The 6th workshop on Neural Scaling Laws
Scaling, Alignment & Open-Source AI
Fri Dec 15, 2023, New Orleans, Marriott Warehouse Arts District
Registration Schedule Workshop Series Photos & Videos
This is the 6th workshop in our Scaling workshop series that started in Oct 2021. The objective of these workshop series, organized by the CERC in Autonomous AI Lab led by Irina Rish at the Universite de Montreal and Mila - Quebec AI Institute, is to provide a forum for discussing recent advances in foundation models - large-scale neural networks, pretrained in an unsupervised way on large and diverse datasets. Rapid increase in generalization capabilities of such models is an important step towards a long-standing objective of achieving Artificial General Intelligence (AGI), namely, a truly broad, versatile AI as opposed to "narrow" specialist.

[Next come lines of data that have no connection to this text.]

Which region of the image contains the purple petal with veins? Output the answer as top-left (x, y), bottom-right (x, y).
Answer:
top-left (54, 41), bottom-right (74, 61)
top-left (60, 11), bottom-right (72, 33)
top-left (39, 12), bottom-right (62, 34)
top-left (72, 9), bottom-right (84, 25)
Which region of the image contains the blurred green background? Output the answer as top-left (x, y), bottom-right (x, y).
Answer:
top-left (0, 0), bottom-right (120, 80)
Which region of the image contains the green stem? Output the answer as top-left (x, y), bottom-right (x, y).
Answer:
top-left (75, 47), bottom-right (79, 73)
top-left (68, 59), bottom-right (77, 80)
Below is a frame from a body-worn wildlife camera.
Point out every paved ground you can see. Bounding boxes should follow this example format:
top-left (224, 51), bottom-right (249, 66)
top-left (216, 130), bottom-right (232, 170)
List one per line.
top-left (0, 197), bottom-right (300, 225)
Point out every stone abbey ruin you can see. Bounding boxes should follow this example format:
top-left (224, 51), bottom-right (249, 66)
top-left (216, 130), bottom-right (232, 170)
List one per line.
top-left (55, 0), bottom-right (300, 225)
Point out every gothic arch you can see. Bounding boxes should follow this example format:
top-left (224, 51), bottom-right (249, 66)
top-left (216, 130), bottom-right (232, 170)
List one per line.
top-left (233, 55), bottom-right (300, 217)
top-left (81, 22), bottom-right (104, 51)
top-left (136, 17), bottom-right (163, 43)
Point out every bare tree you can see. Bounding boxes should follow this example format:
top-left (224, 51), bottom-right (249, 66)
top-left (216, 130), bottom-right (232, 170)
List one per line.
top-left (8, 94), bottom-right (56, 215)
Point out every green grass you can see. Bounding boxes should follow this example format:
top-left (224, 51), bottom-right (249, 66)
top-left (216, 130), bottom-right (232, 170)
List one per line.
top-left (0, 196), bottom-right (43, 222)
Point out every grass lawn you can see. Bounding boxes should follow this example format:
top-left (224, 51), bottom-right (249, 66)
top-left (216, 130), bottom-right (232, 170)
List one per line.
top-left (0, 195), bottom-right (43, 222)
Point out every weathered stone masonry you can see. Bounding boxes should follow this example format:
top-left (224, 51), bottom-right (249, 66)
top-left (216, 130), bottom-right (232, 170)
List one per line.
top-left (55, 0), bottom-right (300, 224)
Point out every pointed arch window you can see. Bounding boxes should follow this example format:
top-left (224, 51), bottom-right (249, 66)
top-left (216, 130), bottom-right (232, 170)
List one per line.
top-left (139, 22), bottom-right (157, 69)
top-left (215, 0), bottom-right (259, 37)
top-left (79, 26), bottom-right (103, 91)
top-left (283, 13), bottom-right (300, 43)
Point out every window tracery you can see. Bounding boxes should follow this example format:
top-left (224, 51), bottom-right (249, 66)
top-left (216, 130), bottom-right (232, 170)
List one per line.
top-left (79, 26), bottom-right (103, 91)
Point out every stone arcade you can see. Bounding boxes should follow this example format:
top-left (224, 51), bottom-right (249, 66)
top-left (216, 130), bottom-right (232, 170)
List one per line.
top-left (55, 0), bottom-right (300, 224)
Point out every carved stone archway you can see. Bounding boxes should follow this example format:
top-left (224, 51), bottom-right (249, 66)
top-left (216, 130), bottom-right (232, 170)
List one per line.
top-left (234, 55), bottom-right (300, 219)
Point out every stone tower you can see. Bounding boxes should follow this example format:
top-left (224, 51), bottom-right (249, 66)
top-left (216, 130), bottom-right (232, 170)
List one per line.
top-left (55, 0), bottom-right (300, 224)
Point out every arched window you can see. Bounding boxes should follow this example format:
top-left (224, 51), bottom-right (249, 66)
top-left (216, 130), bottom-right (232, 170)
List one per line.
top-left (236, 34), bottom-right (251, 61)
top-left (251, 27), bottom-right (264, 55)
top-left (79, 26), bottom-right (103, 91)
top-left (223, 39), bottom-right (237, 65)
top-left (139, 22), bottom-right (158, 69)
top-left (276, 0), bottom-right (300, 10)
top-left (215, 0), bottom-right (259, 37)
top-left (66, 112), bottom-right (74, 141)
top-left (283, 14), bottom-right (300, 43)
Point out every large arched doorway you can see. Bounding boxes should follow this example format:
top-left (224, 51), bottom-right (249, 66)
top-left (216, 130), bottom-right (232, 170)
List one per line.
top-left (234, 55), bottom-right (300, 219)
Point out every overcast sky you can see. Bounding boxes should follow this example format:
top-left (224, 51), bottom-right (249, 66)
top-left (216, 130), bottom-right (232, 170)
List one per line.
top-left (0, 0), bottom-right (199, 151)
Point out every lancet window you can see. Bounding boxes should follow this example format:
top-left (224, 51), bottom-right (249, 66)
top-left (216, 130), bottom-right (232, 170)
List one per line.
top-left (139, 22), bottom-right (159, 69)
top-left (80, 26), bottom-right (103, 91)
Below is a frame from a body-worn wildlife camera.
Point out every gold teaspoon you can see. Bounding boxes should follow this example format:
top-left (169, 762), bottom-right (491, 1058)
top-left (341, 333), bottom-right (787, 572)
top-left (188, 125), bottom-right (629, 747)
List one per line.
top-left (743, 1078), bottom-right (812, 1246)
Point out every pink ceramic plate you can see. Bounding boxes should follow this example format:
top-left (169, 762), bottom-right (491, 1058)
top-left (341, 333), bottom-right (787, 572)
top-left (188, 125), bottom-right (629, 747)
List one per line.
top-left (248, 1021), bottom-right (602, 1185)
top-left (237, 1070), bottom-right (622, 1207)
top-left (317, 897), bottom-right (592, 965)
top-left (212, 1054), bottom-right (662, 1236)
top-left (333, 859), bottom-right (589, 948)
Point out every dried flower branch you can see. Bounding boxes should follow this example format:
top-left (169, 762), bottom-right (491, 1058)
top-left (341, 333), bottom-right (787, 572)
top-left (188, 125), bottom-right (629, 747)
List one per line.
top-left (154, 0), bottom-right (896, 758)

Pushing the capabilities of the state-of-the-art AI systems towards AGI, while aiming to better understand and steer AI's behaviors towards those aligned with human intentions is the high-level objective of the CERC in Autonomous AI program that is the initiator and primary driver behind this workshop series. The topics of this workshop include (but are not limited to):
empirical scaling laws of neural nets behaviors, including both capabilities and alignment metrics, with increasing compute, model size, and pretraining data;
capabilities vs alignment trade-off ? or capabilities+alignment synergy?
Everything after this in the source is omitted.